The greatest mystery in the world, I have decided, is how in the world I ended up as a journalist. It has all been a terrible mistake, and I am not alone in feeling that way. A recent survey for Seek found over half of responders regretted their career choice.
It doesn’t help that when my cohort, Generation X, left school we were assured we were bound, if not for glory, then for greater prosperity than our parents, which we’d get through a respectable profession or a solid, reputable trade. Journalism, then as now, was viewed as neither. It wasn’t as bad as going on the stage or on the game, but it was something of a shabby business all the same.
My path to respectability and prosperity was supposed to be as a “bean counter”. My father, a man with a keen sense of where money came from, told me I should become an accountant.

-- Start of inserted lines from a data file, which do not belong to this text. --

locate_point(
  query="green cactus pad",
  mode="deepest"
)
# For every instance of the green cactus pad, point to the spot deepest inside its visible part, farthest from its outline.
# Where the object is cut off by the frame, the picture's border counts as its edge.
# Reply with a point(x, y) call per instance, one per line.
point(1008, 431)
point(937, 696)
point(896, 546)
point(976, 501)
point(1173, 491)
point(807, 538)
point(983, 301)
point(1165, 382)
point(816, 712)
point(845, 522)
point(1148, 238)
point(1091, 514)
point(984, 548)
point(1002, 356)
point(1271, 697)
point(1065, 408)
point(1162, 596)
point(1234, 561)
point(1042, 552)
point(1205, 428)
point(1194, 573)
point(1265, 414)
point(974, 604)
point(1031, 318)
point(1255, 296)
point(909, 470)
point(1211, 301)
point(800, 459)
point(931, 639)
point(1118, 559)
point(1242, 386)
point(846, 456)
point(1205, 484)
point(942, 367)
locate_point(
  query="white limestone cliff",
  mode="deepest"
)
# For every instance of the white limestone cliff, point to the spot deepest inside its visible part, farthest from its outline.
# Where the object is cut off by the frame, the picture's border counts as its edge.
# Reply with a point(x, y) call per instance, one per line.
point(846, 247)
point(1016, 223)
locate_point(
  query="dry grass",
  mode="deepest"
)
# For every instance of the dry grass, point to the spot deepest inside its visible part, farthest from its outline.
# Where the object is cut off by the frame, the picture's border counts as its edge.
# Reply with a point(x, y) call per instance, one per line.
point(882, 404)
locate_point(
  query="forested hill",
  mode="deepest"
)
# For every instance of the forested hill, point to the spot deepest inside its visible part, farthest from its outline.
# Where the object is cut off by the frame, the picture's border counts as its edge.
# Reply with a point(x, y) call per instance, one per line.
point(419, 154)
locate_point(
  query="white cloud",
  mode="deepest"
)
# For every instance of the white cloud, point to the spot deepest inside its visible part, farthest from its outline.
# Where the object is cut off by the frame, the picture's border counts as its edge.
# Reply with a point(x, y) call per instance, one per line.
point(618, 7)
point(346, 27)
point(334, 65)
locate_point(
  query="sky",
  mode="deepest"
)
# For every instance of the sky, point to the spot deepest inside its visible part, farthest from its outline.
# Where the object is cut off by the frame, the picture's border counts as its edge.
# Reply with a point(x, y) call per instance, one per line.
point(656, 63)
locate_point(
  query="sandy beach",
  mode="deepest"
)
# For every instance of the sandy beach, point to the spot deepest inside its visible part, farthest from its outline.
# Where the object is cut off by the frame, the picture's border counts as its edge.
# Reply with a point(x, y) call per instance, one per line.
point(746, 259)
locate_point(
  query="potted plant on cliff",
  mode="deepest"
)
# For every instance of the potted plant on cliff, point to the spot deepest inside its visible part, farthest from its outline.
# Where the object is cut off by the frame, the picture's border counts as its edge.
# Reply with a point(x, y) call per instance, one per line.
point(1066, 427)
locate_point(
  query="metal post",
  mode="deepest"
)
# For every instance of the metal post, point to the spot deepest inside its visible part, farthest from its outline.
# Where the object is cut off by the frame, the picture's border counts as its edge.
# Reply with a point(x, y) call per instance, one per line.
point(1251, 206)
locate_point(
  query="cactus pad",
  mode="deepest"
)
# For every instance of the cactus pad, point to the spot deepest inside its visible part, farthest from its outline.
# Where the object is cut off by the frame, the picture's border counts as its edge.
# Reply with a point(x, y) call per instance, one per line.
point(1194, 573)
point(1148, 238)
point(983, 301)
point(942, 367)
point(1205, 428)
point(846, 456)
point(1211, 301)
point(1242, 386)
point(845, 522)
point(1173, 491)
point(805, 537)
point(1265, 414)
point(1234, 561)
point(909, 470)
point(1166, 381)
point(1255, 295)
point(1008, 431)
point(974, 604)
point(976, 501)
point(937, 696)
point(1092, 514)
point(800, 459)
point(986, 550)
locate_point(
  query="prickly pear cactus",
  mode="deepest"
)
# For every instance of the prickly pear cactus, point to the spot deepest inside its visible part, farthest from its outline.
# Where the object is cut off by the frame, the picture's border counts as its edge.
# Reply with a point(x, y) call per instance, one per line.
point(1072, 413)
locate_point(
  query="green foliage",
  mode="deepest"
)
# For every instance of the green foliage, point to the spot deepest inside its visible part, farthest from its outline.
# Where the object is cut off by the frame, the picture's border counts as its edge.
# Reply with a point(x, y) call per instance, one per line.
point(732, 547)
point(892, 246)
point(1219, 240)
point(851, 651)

I am not entirely sure I knew then what accountants did, but I took his advice. It didn’t turn out well.
Eventually, I washed up in a year-long journalism course, and just before the end of 1992, I had somehow been employed as a junior reporter at the New Zealand Herald for the low, low price of $25,000 a year, even then an appalling wage. The highlight of my first year was interviewing Ronald McDonald at Auckland Zoo. The only way was up.
Only it has not, in the end, really turned out that way for me, or for many of my colleagues – the now middle-aged generation of journalists, or at least the ones who have stuck with our shabby trade. For most of the past 20 years, media outlets have been struggling. Now, they are closing or under existential threat, while full-time job prospects have gone from bleak to near non-existent. The internet, loss of advertising and readers, and now AI have all but done us in. We old hacks ought to be in our peak career and earning years. Instead, many of us are on, or near, the scrap heap.

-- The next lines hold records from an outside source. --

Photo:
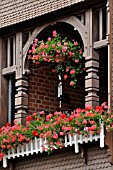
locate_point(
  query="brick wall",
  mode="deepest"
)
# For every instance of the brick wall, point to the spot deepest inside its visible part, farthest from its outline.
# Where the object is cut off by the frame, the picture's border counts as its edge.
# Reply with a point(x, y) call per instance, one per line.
point(42, 90)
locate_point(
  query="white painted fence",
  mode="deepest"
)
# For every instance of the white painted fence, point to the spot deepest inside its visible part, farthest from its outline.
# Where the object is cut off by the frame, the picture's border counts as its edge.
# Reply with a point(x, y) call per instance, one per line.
point(35, 146)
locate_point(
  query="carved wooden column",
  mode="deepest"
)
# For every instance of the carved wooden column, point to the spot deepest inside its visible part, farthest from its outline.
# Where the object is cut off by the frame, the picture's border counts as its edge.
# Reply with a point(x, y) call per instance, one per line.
point(3, 87)
point(92, 63)
point(21, 98)
point(109, 135)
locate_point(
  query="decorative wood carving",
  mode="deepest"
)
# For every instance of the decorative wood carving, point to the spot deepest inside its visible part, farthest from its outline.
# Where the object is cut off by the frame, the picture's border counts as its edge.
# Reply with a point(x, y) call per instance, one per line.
point(3, 87)
point(91, 80)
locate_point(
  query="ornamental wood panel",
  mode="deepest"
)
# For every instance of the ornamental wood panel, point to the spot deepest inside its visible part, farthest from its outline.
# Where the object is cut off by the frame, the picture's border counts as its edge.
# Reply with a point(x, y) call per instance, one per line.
point(13, 12)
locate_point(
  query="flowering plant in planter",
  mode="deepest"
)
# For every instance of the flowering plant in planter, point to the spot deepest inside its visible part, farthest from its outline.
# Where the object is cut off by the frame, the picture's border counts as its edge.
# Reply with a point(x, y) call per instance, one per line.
point(54, 127)
point(64, 52)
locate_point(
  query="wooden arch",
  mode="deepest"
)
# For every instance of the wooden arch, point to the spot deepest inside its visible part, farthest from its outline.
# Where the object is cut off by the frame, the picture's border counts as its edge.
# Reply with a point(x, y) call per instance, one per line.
point(74, 21)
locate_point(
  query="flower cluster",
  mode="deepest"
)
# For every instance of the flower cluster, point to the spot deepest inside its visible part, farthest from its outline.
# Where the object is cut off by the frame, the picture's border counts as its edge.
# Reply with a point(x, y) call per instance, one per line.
point(53, 127)
point(60, 51)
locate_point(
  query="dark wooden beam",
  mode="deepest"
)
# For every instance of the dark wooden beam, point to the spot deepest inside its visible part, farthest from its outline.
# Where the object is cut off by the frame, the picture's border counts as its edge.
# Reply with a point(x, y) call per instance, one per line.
point(3, 87)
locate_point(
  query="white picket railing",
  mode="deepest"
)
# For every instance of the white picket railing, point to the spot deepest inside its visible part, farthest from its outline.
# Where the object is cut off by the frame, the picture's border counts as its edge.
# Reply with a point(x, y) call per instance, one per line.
point(35, 146)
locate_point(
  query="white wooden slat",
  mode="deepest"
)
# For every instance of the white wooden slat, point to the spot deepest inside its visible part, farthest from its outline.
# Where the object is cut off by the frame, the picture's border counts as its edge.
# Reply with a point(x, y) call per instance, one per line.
point(102, 136)
point(14, 51)
point(31, 148)
point(70, 139)
point(65, 144)
point(27, 149)
point(22, 149)
point(80, 139)
point(76, 143)
point(8, 52)
point(40, 146)
point(4, 161)
point(13, 152)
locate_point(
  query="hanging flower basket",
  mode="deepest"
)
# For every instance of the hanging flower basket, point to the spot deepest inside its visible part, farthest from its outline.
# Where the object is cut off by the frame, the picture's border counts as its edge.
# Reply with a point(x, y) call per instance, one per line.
point(60, 51)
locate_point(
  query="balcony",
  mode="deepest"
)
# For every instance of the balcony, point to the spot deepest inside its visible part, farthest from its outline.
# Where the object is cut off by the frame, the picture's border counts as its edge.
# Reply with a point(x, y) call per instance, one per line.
point(36, 146)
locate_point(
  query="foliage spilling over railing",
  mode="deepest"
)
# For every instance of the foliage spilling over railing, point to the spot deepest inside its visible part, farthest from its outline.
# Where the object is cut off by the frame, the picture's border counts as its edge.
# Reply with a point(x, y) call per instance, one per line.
point(38, 144)
point(82, 125)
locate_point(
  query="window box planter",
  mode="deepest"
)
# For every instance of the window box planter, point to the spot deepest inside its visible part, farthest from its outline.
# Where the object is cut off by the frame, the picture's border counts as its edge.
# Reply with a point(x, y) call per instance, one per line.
point(35, 146)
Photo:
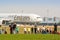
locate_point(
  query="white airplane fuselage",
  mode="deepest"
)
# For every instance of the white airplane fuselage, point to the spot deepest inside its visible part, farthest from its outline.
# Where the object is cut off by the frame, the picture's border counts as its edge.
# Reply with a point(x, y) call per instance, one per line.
point(20, 17)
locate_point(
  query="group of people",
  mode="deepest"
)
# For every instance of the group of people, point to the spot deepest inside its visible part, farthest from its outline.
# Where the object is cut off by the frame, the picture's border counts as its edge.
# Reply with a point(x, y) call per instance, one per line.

It’s not just a New Zealand phenomenon. The New York Times published a lament last week about the “Gen X career meltdown” for those who went into the so-called creative industries, including journalism, in the 1990s.
“Every generation has its burdens,” its author Steven Kurutz writes. “The particular plight of Gen X is to have grown up in one world, only to hit middle age in a strange new land. It’s as if they were making candlesticks when electricity came in. The market value of their skills plummeted.”
So, my terrible mistake wasn’t a terrible mistake after all. It was a massive blunder.
Before it was a graveyard, journalism was fun. In what other job are you able to say, as I can, you’ve not only interviewed prime ministers and presidents, Ronald McDonald and the bloke who wore the Darth Vader costume in Star Wars, but been sued by David Lange as well?
Doing journalism used to make for amusing (if, now, slightly mortifying) work stories, too. Like the time I was forced to stalk Mike Hosking. During interviews for a North & South magazine profile in 2001, Hosking, a keen car enthusiast and truculent subject, wouldn’t tell me what sort of vehicle he drove. My equally truculent editor insisted it be in the story.
So, one Saturday morning, I found myself sitting outside a central Auckland radio studio waiting for the Hosk to finish his show and to leave the station’s carpark, just so I could find out what manner of super-expensive super car he drove. When, disappointingly, he appeared to be at the wheel of something run of the mill, I panicked that it may not be him. I followed him all the way to his mansion in Remuera to make sure.
What a way to earn a living. At least it used to be. Not any more. As Private Eye magazine’s frequently “tired” correspondent, Lunchtime O’Booze, would always conclude, “One thing is certain … nothing will ever be the same again.”